Виктор Степанович опять со вниманием посмотрел на меня и покачал укоризненно головой, хохолок на его макушке совсем выпрямился и стоял, как громоотвод.
— Не надо, — сказал он тихо. — Ну, есть такое правило и есть… Надо его соблюдать.
— А зачем его соблюдать?
— Потому что это правило, — теперь уже твердо произнес Виктор Степанович.
— А если я завтра влюблюсь без этого правила? — спросил я. — Мне что, списываться? Да?
— Ну, если влюбитесь… если влюбитесь — это совсем другое дело.
— Какое? — поинтересовался я.
На этот раз Виктор Степанович улыбнулся:
— Ну, не будем лисьим следом… Не надо петлять, я ведь знал, что вы так поведете себя, и предупредил, а я еще раз повторяю: дело серьезное.
— Так я вполне серьезно, Виктор Степанович. А если у Нестерова и Нины любовь?
— Стало быть, вы все-таки об этом знаете?
— Об этом весь пароход знает, Виктор Степанович. Разве здесь что-нибудь можно утаить?
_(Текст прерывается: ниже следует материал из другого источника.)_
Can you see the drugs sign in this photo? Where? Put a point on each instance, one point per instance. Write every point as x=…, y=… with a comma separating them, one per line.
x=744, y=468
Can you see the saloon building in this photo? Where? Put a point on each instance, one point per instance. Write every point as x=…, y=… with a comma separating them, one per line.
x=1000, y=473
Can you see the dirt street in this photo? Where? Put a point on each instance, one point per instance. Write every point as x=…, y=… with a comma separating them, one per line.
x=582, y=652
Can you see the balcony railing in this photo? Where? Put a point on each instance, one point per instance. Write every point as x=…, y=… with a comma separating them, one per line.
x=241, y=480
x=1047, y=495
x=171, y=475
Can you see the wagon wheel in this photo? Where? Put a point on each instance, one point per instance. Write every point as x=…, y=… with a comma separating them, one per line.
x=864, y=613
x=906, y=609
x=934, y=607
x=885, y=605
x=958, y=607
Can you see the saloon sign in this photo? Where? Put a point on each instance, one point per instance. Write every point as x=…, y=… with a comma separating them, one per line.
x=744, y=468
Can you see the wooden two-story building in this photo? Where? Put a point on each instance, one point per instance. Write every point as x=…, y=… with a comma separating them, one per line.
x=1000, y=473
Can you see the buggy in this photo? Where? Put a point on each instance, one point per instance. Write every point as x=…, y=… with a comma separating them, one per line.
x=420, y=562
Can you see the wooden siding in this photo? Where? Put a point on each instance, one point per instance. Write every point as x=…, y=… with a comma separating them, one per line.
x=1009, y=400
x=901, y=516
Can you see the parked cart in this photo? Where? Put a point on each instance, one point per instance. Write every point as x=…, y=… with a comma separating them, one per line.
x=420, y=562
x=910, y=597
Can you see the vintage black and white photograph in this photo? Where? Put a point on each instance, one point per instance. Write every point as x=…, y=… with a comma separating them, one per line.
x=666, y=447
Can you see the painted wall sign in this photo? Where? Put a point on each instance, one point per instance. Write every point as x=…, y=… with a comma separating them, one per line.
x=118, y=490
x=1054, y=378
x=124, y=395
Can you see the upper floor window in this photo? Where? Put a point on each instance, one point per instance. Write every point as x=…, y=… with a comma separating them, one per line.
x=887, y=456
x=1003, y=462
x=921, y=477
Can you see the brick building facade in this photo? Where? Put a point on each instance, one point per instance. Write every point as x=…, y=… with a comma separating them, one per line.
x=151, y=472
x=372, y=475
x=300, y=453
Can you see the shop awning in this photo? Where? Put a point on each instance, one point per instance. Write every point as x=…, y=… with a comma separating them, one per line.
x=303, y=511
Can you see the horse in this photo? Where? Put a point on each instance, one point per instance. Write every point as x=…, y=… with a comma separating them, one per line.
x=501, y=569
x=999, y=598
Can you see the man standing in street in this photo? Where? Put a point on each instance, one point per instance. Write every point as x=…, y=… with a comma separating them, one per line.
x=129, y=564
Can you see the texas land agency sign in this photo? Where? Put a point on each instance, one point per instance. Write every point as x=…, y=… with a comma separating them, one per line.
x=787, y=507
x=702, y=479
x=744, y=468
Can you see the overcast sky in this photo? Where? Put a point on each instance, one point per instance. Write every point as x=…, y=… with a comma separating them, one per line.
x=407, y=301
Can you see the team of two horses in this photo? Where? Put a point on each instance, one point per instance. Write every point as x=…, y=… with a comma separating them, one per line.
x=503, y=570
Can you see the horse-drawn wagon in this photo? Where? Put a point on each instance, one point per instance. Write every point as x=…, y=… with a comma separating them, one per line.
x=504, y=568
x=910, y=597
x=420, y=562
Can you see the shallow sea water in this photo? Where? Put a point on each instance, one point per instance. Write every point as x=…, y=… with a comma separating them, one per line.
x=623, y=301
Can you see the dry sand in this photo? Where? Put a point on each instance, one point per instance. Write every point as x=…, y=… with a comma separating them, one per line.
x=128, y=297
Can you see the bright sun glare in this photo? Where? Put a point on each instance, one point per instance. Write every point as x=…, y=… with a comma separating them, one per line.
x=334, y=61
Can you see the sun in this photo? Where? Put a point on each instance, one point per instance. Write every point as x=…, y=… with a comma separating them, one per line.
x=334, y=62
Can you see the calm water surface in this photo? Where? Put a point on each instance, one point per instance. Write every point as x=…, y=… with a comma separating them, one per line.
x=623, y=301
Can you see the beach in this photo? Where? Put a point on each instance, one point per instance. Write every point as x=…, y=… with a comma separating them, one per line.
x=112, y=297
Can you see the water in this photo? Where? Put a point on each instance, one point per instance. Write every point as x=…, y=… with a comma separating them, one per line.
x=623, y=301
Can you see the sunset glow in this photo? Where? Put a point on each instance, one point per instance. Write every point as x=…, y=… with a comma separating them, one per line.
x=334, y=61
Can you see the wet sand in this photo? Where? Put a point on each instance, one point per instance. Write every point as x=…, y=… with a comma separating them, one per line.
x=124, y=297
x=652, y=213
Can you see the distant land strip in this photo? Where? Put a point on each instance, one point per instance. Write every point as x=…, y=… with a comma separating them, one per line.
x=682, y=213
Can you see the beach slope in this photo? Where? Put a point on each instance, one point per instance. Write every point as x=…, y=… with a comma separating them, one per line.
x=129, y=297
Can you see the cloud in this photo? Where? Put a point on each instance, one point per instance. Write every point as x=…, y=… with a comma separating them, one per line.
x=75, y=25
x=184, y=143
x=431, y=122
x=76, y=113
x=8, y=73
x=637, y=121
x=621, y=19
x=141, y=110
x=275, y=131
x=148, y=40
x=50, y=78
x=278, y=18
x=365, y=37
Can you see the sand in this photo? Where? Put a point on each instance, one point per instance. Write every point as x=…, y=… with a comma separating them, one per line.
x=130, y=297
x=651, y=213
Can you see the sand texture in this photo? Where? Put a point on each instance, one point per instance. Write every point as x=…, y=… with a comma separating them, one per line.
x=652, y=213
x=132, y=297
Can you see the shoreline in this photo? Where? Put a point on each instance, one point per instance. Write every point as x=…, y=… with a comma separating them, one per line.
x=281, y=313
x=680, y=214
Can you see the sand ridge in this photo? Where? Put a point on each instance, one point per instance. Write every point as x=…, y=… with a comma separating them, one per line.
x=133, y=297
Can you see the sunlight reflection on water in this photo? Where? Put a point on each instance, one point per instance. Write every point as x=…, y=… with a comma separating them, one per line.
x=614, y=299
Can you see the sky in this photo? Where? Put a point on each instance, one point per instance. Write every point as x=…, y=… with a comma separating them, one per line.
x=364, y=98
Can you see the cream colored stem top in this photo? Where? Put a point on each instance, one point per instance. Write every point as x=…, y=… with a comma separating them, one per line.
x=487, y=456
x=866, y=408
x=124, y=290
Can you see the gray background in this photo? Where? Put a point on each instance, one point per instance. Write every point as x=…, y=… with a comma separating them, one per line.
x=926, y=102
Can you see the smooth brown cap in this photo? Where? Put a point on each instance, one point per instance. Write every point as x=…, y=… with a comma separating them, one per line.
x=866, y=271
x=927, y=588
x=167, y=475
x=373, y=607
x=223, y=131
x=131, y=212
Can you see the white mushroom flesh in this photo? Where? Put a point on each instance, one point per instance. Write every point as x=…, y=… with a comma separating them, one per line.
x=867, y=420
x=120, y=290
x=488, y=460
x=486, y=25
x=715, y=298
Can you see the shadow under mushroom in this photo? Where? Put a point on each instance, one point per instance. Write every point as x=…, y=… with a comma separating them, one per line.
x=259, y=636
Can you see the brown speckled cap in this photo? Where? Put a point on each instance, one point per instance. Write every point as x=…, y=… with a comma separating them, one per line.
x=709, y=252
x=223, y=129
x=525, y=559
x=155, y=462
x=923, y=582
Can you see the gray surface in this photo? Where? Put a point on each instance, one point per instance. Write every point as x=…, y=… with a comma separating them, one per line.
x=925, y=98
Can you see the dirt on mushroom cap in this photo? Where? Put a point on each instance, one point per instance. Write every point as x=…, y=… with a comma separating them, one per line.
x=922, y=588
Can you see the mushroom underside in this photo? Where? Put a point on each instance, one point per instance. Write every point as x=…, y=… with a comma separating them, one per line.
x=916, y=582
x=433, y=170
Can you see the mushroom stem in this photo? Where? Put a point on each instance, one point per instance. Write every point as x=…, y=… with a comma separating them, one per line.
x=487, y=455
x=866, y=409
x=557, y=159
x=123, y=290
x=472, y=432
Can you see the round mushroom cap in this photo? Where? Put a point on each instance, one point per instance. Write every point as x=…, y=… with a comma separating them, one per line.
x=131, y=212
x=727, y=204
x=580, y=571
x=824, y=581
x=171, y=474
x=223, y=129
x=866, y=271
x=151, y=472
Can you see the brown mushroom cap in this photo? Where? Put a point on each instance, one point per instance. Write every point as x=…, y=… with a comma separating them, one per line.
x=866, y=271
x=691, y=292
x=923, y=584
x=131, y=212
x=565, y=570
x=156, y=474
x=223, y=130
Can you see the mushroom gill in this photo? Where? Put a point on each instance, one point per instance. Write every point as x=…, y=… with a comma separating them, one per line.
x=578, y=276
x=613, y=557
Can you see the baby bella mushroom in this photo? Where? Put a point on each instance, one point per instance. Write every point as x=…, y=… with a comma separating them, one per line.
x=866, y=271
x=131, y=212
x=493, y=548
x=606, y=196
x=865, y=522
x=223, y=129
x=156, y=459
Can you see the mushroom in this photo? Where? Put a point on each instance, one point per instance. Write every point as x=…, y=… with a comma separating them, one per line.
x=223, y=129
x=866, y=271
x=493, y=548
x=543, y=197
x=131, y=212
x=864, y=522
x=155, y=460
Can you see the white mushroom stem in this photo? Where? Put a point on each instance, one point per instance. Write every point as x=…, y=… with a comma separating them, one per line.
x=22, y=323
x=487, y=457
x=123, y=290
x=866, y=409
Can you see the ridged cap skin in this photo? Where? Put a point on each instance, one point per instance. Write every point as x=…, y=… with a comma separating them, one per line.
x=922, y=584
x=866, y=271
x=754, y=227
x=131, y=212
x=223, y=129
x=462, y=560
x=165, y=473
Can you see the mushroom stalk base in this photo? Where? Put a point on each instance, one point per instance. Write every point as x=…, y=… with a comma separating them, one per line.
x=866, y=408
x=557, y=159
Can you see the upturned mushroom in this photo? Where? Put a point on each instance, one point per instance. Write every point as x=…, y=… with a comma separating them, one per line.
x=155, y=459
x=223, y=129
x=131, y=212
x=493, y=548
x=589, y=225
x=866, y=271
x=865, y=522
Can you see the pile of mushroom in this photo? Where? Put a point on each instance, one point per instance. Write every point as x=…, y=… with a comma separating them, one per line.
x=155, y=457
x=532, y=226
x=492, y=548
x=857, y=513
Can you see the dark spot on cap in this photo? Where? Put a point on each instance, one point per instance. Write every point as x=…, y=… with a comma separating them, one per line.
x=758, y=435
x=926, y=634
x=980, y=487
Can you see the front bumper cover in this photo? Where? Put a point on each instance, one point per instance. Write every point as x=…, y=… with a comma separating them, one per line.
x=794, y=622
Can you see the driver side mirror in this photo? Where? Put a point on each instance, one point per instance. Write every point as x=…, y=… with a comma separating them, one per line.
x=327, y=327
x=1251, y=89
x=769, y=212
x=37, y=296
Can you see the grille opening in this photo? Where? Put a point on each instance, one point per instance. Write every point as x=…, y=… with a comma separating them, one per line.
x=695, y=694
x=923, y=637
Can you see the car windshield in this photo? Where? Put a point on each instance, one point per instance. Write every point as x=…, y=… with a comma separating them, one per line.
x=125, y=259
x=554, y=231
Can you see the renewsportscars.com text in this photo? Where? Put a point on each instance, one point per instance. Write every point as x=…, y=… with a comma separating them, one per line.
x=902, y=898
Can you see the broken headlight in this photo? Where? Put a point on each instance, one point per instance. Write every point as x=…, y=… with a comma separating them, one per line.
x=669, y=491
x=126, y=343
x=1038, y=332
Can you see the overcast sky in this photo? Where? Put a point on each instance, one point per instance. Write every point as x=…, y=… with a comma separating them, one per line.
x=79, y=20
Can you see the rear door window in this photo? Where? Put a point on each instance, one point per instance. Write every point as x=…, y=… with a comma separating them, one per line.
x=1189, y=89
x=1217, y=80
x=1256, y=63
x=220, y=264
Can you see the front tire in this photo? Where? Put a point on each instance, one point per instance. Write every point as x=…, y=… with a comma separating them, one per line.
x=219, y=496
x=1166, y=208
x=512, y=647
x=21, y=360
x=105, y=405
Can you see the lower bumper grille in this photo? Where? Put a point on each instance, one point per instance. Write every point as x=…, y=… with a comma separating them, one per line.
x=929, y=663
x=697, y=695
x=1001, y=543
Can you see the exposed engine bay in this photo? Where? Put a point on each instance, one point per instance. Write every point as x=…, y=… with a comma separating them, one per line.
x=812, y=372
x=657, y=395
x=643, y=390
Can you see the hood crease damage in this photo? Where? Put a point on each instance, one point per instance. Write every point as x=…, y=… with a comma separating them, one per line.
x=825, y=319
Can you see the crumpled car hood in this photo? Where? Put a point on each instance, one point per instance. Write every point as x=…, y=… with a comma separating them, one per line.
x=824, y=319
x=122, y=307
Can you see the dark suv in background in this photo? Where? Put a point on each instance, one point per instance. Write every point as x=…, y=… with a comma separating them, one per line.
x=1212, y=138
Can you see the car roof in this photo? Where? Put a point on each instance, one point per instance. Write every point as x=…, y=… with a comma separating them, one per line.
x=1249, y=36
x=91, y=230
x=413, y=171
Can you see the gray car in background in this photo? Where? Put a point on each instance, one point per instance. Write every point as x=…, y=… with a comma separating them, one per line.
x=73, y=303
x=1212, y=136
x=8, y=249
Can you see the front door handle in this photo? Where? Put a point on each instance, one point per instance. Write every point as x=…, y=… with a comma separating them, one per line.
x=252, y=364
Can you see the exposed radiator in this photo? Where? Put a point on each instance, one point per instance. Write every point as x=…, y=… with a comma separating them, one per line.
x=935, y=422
— Весь пароход знает, а я вот не знал, — сказал он. — Да и не хотел бы знать.
— Тогда зачем же, Виктор Степанович?
Он похлопал себя по карманам, ища сигареты, но, видимо, тут же вспомнил, что бросил курить, выдвинул ящик стола, достал жевательную резинку; одному чавкать было неудобно, и он предложил мне, и так мы сидели друг против друга и жевали.
— Нас Тредубский поставил в безвыходное положение, — наконец сказал он.
Я ничего не понимал.
— При чем тут он? — спросил я.
Тогда Виктор Степанович подумал, потом решительно вынул из стопки лист бумаги, протянул мне и сказал:
— Вот, полюбуйтесь!
Я взял эту бумагу, еще не подозревая, какая страшная это штука… Это был официальный, отпечатанный на машинке рапорт, адресованный капитану, от пассажирского помощника, и сверху стояла резолюция Ник-Ника: «Первому помощнику. Разобраться». Я быстро прочел все, что было там написано. Я не помню этого документа дословно. Там говорилось, что администратор Н. А. Курганова, которая находится в подчинении у пассажирского помощника, нарушила нормы поведения на пароходе и… подробности.
Меня как-то сразу это ошеломило, я не смог поверить, что такую дурацкую бумагу мог написать Юра, да и вообще какой-либо иной человек из экипажа; потом в памяти возник его мятущийся взгляд под очками, когда он вчера стоял у трапа, и гримаса вместо улыбки, и заострившиеся, ссутулившиеся плечи, — вот почему он был таким, и все же это было невероятно. Но… бумага лежала передо мной на столе, и внизу — Юрина подпись. Мне вдруг захотелось ее порвать; вот взять, разодрать на мелкие клочки и выбросить в иллюминатор. Наверное, у меня нечто такое появилось на лице, потому что Виктор Степанович поспешно пододвинул рапорт к себе.